A troca de bebês em maternidades, nascidos em mesmo dia, decorrente da ineficiência da administração hospitalar, tem provocado que famílias assumam como filhos os que são de outras, tendo-os, todavia, como verdadeiros filhos, ao fim e ao cabo da convivência familiar prolongada, em manifesta parentalidade socioafetiva.

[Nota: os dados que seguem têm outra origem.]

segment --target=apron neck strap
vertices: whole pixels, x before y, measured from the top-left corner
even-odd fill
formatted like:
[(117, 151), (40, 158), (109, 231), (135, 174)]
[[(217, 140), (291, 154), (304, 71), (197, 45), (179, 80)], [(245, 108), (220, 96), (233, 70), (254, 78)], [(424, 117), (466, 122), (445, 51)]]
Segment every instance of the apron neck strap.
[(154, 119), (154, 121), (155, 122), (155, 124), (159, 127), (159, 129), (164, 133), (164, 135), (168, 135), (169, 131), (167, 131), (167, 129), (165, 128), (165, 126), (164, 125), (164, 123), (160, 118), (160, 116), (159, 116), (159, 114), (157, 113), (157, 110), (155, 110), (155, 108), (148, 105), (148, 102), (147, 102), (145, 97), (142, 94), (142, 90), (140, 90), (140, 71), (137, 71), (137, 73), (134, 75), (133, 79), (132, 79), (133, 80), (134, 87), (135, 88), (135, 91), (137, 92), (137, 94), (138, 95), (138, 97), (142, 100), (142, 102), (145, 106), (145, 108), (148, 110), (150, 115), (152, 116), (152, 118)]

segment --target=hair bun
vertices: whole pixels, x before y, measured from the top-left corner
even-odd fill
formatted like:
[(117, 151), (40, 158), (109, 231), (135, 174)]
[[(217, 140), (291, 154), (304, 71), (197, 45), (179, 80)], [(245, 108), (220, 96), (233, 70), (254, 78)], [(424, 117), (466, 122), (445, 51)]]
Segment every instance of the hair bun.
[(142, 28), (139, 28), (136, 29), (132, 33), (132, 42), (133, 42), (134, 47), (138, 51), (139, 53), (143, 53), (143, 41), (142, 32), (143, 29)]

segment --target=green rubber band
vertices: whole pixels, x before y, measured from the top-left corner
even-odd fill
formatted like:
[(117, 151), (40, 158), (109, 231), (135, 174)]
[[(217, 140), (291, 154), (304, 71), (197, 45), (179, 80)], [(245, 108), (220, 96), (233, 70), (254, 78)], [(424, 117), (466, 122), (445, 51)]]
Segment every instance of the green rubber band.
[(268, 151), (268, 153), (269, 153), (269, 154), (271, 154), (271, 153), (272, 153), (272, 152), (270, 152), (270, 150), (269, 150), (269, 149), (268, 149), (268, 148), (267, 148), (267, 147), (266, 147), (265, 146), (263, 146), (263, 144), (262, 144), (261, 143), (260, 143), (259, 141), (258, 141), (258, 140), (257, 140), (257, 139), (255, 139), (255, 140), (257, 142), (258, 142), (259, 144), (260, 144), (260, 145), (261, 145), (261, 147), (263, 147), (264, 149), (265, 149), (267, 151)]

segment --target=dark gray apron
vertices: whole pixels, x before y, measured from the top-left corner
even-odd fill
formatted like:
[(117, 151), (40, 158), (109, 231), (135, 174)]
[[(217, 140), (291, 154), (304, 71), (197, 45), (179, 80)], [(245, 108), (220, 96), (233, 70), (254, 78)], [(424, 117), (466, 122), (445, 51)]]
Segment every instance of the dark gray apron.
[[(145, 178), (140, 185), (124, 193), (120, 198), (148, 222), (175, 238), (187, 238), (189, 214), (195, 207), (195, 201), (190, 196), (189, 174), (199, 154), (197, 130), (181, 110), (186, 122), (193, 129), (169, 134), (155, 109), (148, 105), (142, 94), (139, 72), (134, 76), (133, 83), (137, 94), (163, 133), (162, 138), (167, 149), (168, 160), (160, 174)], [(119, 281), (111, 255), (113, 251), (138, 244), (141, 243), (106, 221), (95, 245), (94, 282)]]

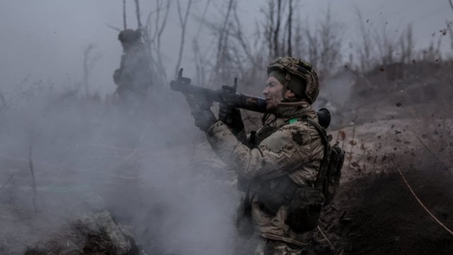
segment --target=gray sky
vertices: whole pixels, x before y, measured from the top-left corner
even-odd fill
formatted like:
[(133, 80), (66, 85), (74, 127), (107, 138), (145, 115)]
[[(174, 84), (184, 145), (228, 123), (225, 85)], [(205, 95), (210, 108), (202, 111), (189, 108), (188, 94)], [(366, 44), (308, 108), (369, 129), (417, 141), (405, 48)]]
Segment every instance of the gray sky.
[[(13, 86), (28, 75), (32, 81), (43, 79), (51, 80), (57, 86), (74, 85), (81, 79), (84, 48), (93, 43), (96, 46), (96, 52), (101, 58), (92, 70), (91, 92), (105, 94), (113, 91), (112, 74), (119, 65), (121, 47), (117, 40), (117, 32), (107, 25), (122, 27), (122, 2), (121, 0), (1, 0), (0, 89), (10, 91)], [(136, 28), (133, 1), (127, 2), (128, 25)], [(206, 1), (194, 2), (193, 14), (201, 16)], [(254, 20), (261, 17), (259, 8), (265, 3), (263, 0), (240, 1), (240, 15), (246, 30), (252, 30)], [(412, 23), (418, 47), (426, 47), (433, 33), (438, 33), (445, 28), (447, 20), (453, 21), (453, 10), (447, 0), (306, 0), (299, 2), (302, 7), (300, 15), (314, 23), (328, 3), (331, 4), (334, 18), (345, 24), (345, 36), (350, 40), (357, 40), (355, 37), (358, 31), (355, 6), (362, 11), (364, 18), (369, 19), (378, 28), (388, 22), (389, 31), (399, 31)], [(154, 1), (142, 1), (141, 4), (143, 18), (155, 8)], [(219, 17), (219, 9), (225, 4), (225, 1), (212, 1), (207, 18), (215, 20)], [(183, 67), (191, 64), (191, 41), (199, 26), (192, 18), (188, 28)], [(166, 33), (163, 51), (166, 56), (165, 64), (168, 67), (168, 74), (171, 74), (180, 40), (176, 11), (171, 13)], [(206, 30), (199, 35), (207, 38), (208, 35)], [(348, 43), (348, 40), (345, 42)], [(444, 44), (447, 42), (445, 40)]]

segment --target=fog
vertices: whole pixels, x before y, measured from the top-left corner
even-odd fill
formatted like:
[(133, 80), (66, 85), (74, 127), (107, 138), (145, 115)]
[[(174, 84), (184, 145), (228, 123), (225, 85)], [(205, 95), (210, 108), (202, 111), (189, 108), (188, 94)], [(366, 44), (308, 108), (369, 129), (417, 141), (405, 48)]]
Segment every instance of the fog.
[[(152, 1), (140, 4), (144, 22), (156, 6)], [(168, 80), (151, 81), (147, 100), (138, 107), (114, 96), (112, 76), (122, 48), (112, 27), (123, 28), (122, 1), (0, 2), (0, 253), (23, 254), (67, 220), (108, 210), (132, 227), (149, 254), (235, 254), (241, 240), (234, 224), (240, 196), (234, 172), (215, 157), (193, 125), (184, 97), (168, 86), (180, 40), (173, 4), (162, 36), (161, 64)], [(202, 42), (205, 57), (215, 57), (217, 39), (205, 23), (222, 23), (226, 4), (193, 4), (180, 67), (195, 78), (193, 41)], [(387, 26), (390, 35), (412, 24), (417, 49), (428, 47), (453, 17), (448, 1), (440, 0), (297, 4), (309, 26), (315, 26), (317, 13), (330, 5), (344, 25), (344, 59), (352, 50), (348, 43), (360, 38), (356, 6), (377, 27)], [(256, 23), (262, 22), (265, 6), (262, 1), (239, 3), (246, 36), (251, 37)], [(127, 26), (134, 29), (134, 8), (128, 1)], [(93, 62), (85, 74), (88, 90), (83, 91), (84, 51), (91, 44)], [(442, 42), (442, 52), (448, 54), (449, 47)], [(331, 89), (321, 95), (336, 96), (332, 101), (343, 106), (350, 77), (326, 80)]]

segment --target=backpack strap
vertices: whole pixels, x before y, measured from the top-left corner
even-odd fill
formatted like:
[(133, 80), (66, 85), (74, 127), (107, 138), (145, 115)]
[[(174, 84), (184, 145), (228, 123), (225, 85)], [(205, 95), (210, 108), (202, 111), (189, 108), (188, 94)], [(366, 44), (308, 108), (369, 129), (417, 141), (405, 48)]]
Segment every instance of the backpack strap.
[(315, 187), (322, 188), (322, 185), (324, 182), (324, 178), (326, 177), (326, 174), (328, 168), (326, 167), (326, 164), (328, 164), (328, 157), (331, 155), (331, 147), (329, 146), (329, 138), (327, 135), (326, 130), (321, 127), (319, 124), (309, 119), (306, 115), (302, 115), (299, 117), (296, 117), (288, 120), (288, 123), (289, 124), (294, 123), (297, 121), (304, 121), (313, 127), (318, 131), (319, 135), (321, 136), (321, 139), (323, 141), (323, 144), (324, 145), (324, 156), (323, 157), (323, 160), (321, 162), (319, 172), (318, 173), (318, 176), (316, 177), (316, 181), (315, 181)]

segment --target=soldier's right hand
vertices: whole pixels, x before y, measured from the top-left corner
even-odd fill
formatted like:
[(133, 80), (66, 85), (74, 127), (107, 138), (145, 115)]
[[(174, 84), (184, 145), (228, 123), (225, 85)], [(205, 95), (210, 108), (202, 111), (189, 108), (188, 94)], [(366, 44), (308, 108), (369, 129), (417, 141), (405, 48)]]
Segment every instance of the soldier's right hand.
[(237, 135), (243, 130), (243, 122), (239, 108), (227, 103), (219, 104), (219, 120), (226, 124)]

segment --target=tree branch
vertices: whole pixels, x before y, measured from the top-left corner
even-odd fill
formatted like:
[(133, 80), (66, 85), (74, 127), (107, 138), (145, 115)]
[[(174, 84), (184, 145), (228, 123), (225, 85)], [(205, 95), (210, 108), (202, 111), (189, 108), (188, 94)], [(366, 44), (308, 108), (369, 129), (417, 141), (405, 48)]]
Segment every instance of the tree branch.
[(142, 21), (140, 20), (140, 4), (139, 0), (135, 0), (135, 15), (137, 16), (137, 23), (139, 30), (142, 30)]
[(181, 13), (181, 6), (179, 0), (176, 1), (178, 4), (178, 14), (179, 17), (180, 24), (181, 26), (181, 41), (180, 45), (179, 45), (179, 54), (178, 55), (178, 62), (176, 64), (176, 67), (175, 68), (175, 76), (178, 74), (178, 71), (179, 69), (180, 65), (181, 64), (181, 60), (183, 58), (183, 52), (184, 51), (184, 41), (185, 40), (185, 26), (187, 25), (187, 20), (189, 16), (189, 12), (190, 11), (190, 6), (192, 5), (192, 0), (189, 0), (189, 2), (187, 4), (187, 8), (185, 9), (185, 14), (184, 18), (183, 18), (183, 15)]
[(126, 0), (122, 0), (122, 27), (124, 30), (127, 28), (126, 23)]

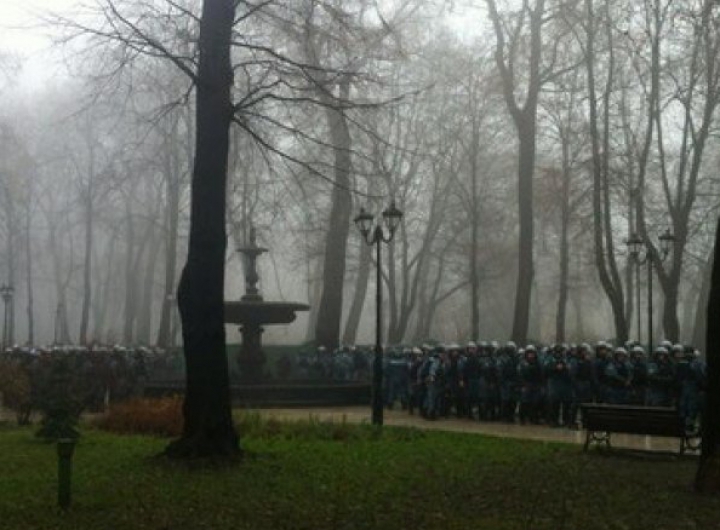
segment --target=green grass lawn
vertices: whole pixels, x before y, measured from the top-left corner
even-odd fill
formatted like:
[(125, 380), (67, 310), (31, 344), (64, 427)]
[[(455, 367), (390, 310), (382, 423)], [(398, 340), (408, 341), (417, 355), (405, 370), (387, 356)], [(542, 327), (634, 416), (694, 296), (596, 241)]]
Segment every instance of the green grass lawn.
[(242, 462), (153, 458), (167, 440), (83, 430), (73, 505), (55, 448), (0, 427), (0, 529), (720, 529), (696, 461), (475, 434), (246, 424)]

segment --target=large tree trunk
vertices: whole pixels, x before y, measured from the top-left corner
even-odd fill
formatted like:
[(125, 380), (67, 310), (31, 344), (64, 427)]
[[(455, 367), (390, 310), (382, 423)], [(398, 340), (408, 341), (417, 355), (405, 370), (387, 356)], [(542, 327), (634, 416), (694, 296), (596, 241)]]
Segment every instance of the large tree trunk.
[(520, 219), (520, 241), (518, 278), (515, 290), (515, 315), (512, 338), (518, 344), (525, 344), (530, 326), (530, 299), (533, 276), (533, 173), (535, 171), (535, 114), (527, 114), (523, 126), (518, 126), (520, 137), (520, 164), (518, 168), (518, 215)]
[(55, 309), (55, 332), (53, 342), (56, 344), (70, 344), (70, 324), (67, 318), (67, 283), (69, 278), (63, 279), (63, 262), (57, 239), (57, 224), (49, 223), (48, 247), (52, 256), (53, 279), (55, 280), (55, 294), (57, 307)]
[(225, 353), (225, 226), (234, 0), (206, 0), (200, 21), (195, 163), (187, 262), (178, 287), (186, 365), (183, 434), (171, 457), (240, 453)]
[[(89, 178), (93, 178), (90, 175)], [(83, 262), (83, 300), (80, 313), (80, 333), (78, 342), (87, 344), (88, 328), (90, 326), (90, 301), (92, 299), (92, 246), (93, 246), (93, 201), (92, 187), (88, 186), (85, 198), (85, 259)]]
[(368, 280), (370, 279), (370, 265), (372, 264), (372, 247), (361, 243), (360, 256), (358, 257), (358, 274), (355, 281), (355, 294), (350, 305), (347, 321), (345, 322), (345, 331), (343, 332), (343, 343), (355, 344), (357, 339), (357, 330), (360, 327), (360, 317), (365, 306), (365, 298), (367, 297)]
[[(609, 178), (608, 178), (608, 157), (609, 153), (609, 94), (612, 89), (613, 76), (612, 65), (614, 58), (612, 48), (610, 48), (610, 74), (607, 76), (605, 83), (604, 114), (603, 114), (603, 131), (600, 132), (598, 120), (598, 97), (596, 92), (595, 79), (595, 13), (593, 0), (585, 1), (588, 24), (587, 24), (587, 42), (585, 51), (585, 63), (587, 67), (587, 84), (588, 84), (588, 105), (590, 118), (590, 137), (592, 143), (592, 160), (593, 160), (593, 233), (594, 233), (594, 254), (595, 265), (600, 277), (600, 283), (607, 295), (608, 301), (612, 308), (613, 320), (615, 323), (615, 336), (618, 341), (624, 342), (628, 338), (627, 320), (625, 318), (625, 299), (620, 282), (620, 276), (617, 271), (615, 262), (614, 247), (612, 240), (611, 221), (612, 213), (610, 212), (609, 201)], [(602, 140), (602, 142), (601, 142)]]
[(25, 218), (25, 275), (27, 281), (28, 344), (35, 344), (35, 299), (32, 270), (32, 215), (28, 204)]
[(702, 449), (695, 476), (695, 490), (720, 492), (720, 219), (715, 230), (715, 250), (707, 306), (707, 387), (702, 415)]
[(137, 319), (137, 342), (139, 344), (150, 344), (150, 328), (152, 327), (153, 293), (155, 290), (155, 264), (157, 262), (160, 246), (156, 245), (156, 238), (150, 236), (150, 249), (147, 260), (145, 260), (145, 271), (143, 272), (142, 292), (140, 293), (140, 308)]
[(555, 341), (565, 342), (565, 325), (568, 301), (568, 269), (570, 264), (570, 168), (568, 146), (563, 144), (562, 192), (560, 204), (560, 285), (558, 310), (555, 319)]
[[(175, 126), (177, 126), (175, 124)], [(176, 138), (175, 135), (173, 137)], [(170, 323), (172, 312), (175, 310), (175, 281), (177, 269), (177, 236), (178, 220), (180, 217), (180, 168), (178, 154), (175, 146), (165, 146), (165, 186), (167, 192), (166, 223), (165, 223), (165, 282), (163, 287), (163, 301), (160, 312), (160, 325), (158, 327), (158, 346), (167, 347), (170, 344)]]
[(695, 308), (695, 325), (692, 343), (701, 352), (707, 351), (705, 330), (707, 329), (707, 306), (710, 298), (710, 286), (712, 284), (712, 270), (713, 254), (711, 252), (702, 269), (702, 283), (700, 284), (700, 293), (698, 294), (697, 306)]
[[(341, 100), (347, 100), (348, 80), (341, 83)], [(327, 99), (327, 98), (326, 98)], [(333, 101), (329, 100), (328, 104)], [(335, 156), (335, 182), (332, 205), (325, 239), (323, 292), (315, 326), (315, 342), (329, 350), (337, 348), (340, 339), (343, 288), (345, 284), (345, 255), (350, 233), (352, 196), (350, 195), (350, 130), (342, 110), (328, 108), (326, 116)]]

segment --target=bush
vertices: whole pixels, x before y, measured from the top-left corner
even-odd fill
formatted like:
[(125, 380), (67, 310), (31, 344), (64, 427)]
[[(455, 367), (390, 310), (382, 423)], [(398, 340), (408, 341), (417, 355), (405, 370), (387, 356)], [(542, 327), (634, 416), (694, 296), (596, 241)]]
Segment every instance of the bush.
[(182, 396), (130, 399), (112, 405), (95, 424), (100, 429), (120, 434), (180, 436), (182, 402)]
[(18, 425), (30, 423), (32, 385), (27, 371), (10, 361), (0, 361), (0, 394), (5, 407), (12, 410)]

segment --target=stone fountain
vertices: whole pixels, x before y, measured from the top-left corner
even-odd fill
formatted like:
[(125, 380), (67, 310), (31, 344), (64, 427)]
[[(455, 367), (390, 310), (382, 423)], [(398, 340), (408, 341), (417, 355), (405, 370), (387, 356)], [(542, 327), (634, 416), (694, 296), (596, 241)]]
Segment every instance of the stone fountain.
[(257, 273), (257, 258), (268, 251), (257, 245), (255, 228), (250, 228), (249, 244), (238, 249), (244, 256), (245, 294), (237, 302), (225, 302), (225, 322), (240, 324), (242, 345), (237, 363), (240, 381), (243, 384), (263, 383), (265, 354), (262, 350), (263, 326), (289, 324), (295, 320), (295, 313), (307, 311), (310, 306), (296, 302), (266, 302), (257, 288), (260, 279)]

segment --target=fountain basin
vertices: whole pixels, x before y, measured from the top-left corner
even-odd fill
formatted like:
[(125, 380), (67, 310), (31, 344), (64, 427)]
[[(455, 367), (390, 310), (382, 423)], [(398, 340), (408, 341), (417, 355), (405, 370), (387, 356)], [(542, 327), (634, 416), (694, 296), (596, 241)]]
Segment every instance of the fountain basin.
[(225, 302), (225, 323), (263, 326), (289, 324), (296, 312), (308, 311), (310, 306), (296, 302), (265, 302), (262, 299), (243, 299)]

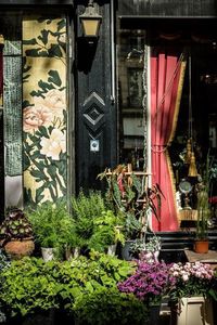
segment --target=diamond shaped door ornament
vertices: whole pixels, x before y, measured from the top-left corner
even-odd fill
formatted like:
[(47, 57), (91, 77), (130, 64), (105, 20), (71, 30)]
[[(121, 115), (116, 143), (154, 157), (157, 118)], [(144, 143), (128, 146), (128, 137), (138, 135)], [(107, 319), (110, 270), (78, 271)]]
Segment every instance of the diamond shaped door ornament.
[(105, 121), (105, 103), (95, 92), (92, 92), (90, 96), (86, 99), (84, 108), (85, 123), (95, 132)]

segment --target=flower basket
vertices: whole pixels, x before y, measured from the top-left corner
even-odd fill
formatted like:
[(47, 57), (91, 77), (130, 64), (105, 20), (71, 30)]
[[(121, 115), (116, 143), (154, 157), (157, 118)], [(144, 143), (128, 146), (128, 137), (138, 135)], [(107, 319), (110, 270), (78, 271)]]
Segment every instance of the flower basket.
[(203, 296), (181, 298), (178, 310), (173, 315), (177, 325), (214, 325), (213, 303)]
[(208, 239), (195, 239), (194, 242), (194, 251), (199, 253), (207, 253), (208, 252)]

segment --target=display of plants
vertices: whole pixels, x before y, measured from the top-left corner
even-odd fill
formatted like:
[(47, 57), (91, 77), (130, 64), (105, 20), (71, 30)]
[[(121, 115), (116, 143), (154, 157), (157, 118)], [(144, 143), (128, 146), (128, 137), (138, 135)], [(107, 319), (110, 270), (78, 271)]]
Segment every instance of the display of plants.
[[(95, 220), (102, 218), (102, 213), (106, 211), (104, 198), (97, 191), (90, 191), (88, 194), (80, 191), (78, 196), (72, 197), (71, 203), (72, 217), (75, 222), (74, 235), (81, 249), (87, 250), (95, 230)], [(100, 247), (99, 249), (103, 250)]]
[(164, 262), (138, 261), (136, 272), (126, 281), (118, 283), (122, 292), (133, 294), (148, 306), (161, 304), (175, 284), (175, 277), (169, 272), (170, 265)]
[(157, 184), (146, 186), (145, 176), (138, 178), (128, 172), (125, 165), (118, 165), (113, 171), (106, 169), (99, 174), (100, 180), (106, 180), (106, 199), (115, 213), (125, 217), (125, 232), (128, 239), (141, 237), (148, 227), (150, 214), (158, 219), (158, 207), (163, 196)]
[[(102, 288), (116, 288), (135, 264), (102, 253), (71, 261), (24, 258), (0, 273), (0, 303), (9, 318), (50, 309), (74, 313), (75, 302)], [(97, 310), (95, 310), (97, 313)], [(20, 323), (18, 323), (20, 324)]]
[(43, 203), (26, 213), (40, 247), (55, 248), (55, 253), (63, 257), (66, 247), (75, 245), (74, 221), (65, 202)]
[(74, 306), (80, 325), (148, 324), (148, 308), (133, 295), (120, 294), (117, 288), (99, 288), (81, 296)]
[[(0, 249), (0, 273), (9, 266), (10, 266), (10, 261), (8, 260), (3, 251)], [(0, 278), (0, 288), (1, 288), (1, 284), (2, 284), (2, 278)], [(7, 317), (5, 314), (2, 312), (2, 307), (0, 302), (0, 324), (4, 323)]]
[(130, 250), (133, 256), (142, 260), (157, 261), (161, 249), (161, 237), (153, 235), (149, 240), (145, 238), (136, 239), (130, 244)]
[(100, 217), (93, 220), (93, 232), (89, 239), (90, 249), (105, 252), (110, 245), (124, 244), (125, 236), (122, 232), (124, 220), (115, 216), (112, 210), (102, 211)]
[(174, 286), (169, 290), (169, 298), (177, 302), (183, 297), (209, 296), (215, 285), (215, 274), (210, 264), (174, 263), (169, 270), (175, 278)]
[(21, 209), (13, 208), (9, 210), (0, 225), (1, 245), (4, 246), (12, 239), (23, 240), (24, 238), (33, 238), (31, 224)]

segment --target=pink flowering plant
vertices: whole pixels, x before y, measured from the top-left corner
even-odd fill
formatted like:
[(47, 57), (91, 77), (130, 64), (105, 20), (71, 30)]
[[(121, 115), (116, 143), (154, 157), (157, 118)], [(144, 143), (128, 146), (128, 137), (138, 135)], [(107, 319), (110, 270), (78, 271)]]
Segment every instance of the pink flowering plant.
[(208, 296), (215, 283), (214, 271), (206, 263), (174, 263), (169, 272), (175, 278), (169, 291), (171, 301), (183, 297)]
[(118, 283), (122, 292), (133, 294), (148, 304), (158, 304), (162, 298), (174, 287), (176, 278), (165, 262), (137, 261), (136, 272), (126, 281)]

As primeiras repercussões fáticas são danosas, quando a não semelhança física com os pais, permite "inconvenientes desconfianças" do cônjuge varão, que levam, em alguns casos, à separação judicial, ou à compreensão social do "filho de criação"; culminando, outrossim, com a realização de exames genéticos para a verificação da paternidade e, ao depois, a procura e identificação do filho biológico trocado.

As soluções subsequentes são a destroca dos filhos (em medida do possível) a retificação dos registros civis pessoais (com mudança dos prenomes) e as indenizações por danos morais (de caráter compensatório); quando, em bom rigor, as sequelas psicológicas são profundas, os fatos da vida se tornaram inexoráveis pelos danos existenciais causados, valendo, anotar, por essencial, os vínculos socioafetivos que jamais se desfazem.

A propósito, notável julgado da 1ª Câmara de Direito Público do Tribunal de Justiça de Pernambuco, onde relator o desembargador Erik de Sousa Dantas Simões, juiz decisor de primeiro grau o magistrado Glacidelson Antonio da Silva (1ª Vara da Fazenda Pública da Comarca de Garanhuns; sentença em DJe. nº 123/2011, de 07.07.2011, pp. 1.182-1.185) e patrono dos autores o advogado Ivonaldo de Albuquerque Porto, confirmou a responsabilização civil estatal por troca de bebês, com o significativo de que ambas as famílias e os menores impúberes ajuizando, em conjunto, a ação indenizatória, permaneceram aqueles em companhia dos seus pais registrais, civis e sociafetivos, por inarredável situação consolidada de amor paterno-filial entre eles. (TJPE – DJe. nº 45/2014, de 10.03.2014, pp. 167-168). 

"Bem que fartos em amor, como natural, puderam ter em J.R.B.S.J., a satisfação de tê-lo amado como filho e continuarão a ama-lo como tal", disseram os primeiros pais na petição inicial da ação proposta, o mesmo repetindo os segundos, em relação a L.F. de S.

Os bebês nasceram no mesmo dia (30.05.1998), no mesmo hospital, com uma diferença de apenas oito minutos, trocados na primeira hora, e somente sete anos depois (25.04.2005), tiveram, por exame genético, suas verdadeiras origens biológicas reveladas.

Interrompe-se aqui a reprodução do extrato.